第26話 KEEP AWAY!
「いやー、あの店、良かったよ。」
昼食を済ませて、午後から大学に向かった学と拓也。キャンパスに着くと、見覚えのある二人が横切る。学がヒヤッとして隣を見た時には、拓也はもうそこにいなかった。
「瑠奈ちゃん。昨日は、ごめんなさい!」
瑠奈たちの目の前で、体を二つ折りにして頭を下げて詫びていた。
…おいおい。知らないぞ。
「瑠奈にもう近づかないで!この変態野郎!」
学がヒヤヒヤとして見ていたとき、声をあげたのは春奈だった。瑠奈と拓也の間に立って瑠奈をかばっている。
…意外な展開だな。春奈ちゃんが…。
そう。学は瑠奈の行動を心配していたのだ。
「僕は、反省しています。お願いです。許してください。仲良くしてください!」
春奈を押しのけるようにして、拓也は頭をまた下げる。2人があっけにとられていると、ひざまづいた。
「お願いです!」
まわりの視線が気になるが、土下座している拓也は気にしていない。
「あのー。やめてくれない?昨日から、私がいじめてるみたいじゃない。みんな見てんだよ。」
「そうよ!自分がチカンまがいのことしておいて、まだ瑠奈を困らせるなんて最低よ!」
春奈は今にも拓也を蹴飛ばしそうな勢いだ。
「…春奈、やめなよ。ホントにイジメみたいになっちゃうよ。」
瑠奈が春奈をたしなめる。そして、腰をかがめて、土下座したままの拓也に向き合う。
「昨日のことは、もういいから。」
「じゃあ……!」
ガバッと顔を上げる拓也に向かって続ける。
「悪いんだけど。拓也君の気持ちに向き合う気はないの。そういうつもりなら、もう近づかないでくれる?」
瑠奈が踵を返すと、春奈も、後に続く。拓也を睨みつけて。
「そんなぁ〜。」
拓也は泣きそうな表情かおで二人の後ろ姿を見つめている。
瑠奈はイライラと、無言で歩いた。

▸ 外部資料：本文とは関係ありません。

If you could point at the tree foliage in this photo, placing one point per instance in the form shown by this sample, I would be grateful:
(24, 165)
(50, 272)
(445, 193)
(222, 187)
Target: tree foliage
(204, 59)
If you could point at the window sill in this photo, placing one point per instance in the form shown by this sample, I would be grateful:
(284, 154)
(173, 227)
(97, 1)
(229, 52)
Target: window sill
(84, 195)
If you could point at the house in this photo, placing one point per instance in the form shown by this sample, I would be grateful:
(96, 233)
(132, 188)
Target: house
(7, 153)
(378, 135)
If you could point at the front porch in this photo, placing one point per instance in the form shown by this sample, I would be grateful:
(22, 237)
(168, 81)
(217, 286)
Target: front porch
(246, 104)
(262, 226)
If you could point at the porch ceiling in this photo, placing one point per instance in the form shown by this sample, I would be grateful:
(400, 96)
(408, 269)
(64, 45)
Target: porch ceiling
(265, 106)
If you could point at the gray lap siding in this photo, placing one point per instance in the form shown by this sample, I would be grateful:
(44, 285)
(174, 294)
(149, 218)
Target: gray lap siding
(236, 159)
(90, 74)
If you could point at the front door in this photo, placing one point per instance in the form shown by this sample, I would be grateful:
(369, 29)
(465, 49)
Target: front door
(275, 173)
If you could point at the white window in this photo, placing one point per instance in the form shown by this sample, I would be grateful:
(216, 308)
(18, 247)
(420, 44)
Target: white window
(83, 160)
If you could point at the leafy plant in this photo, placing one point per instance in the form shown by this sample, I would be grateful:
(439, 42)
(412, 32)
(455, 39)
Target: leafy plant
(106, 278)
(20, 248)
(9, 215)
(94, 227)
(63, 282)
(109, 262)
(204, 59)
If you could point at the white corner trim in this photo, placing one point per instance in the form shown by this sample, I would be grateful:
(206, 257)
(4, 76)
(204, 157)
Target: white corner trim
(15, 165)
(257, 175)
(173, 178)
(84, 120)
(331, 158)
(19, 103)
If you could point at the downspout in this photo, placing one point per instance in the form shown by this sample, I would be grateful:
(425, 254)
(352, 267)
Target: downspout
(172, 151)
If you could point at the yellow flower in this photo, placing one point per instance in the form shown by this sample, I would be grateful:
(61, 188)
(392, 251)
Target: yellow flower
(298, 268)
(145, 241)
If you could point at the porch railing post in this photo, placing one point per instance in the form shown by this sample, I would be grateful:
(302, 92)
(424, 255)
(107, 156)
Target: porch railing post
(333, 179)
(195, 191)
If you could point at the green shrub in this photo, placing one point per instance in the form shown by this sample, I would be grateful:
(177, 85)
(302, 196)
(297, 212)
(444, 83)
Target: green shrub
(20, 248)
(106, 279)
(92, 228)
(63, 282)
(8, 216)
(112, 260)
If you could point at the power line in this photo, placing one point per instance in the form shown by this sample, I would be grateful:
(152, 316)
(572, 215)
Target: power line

まわりの視線が集まってしまったことや、拓也が思った以上にめんどくさい人間ヤツだったことに、かなりの苛立ちを覚えて何も話したくない。昨日からのことを見てしまった人々の目がない場所に行きたかった。午後の講義も、もう出る気になれない。
「瑠奈?大丈夫?」
心配そうに春奈が言う。
「ごめん。帰る。」
もう、近づかないで!というオーラをまとってキャンパスを出て行く瑠奈だった。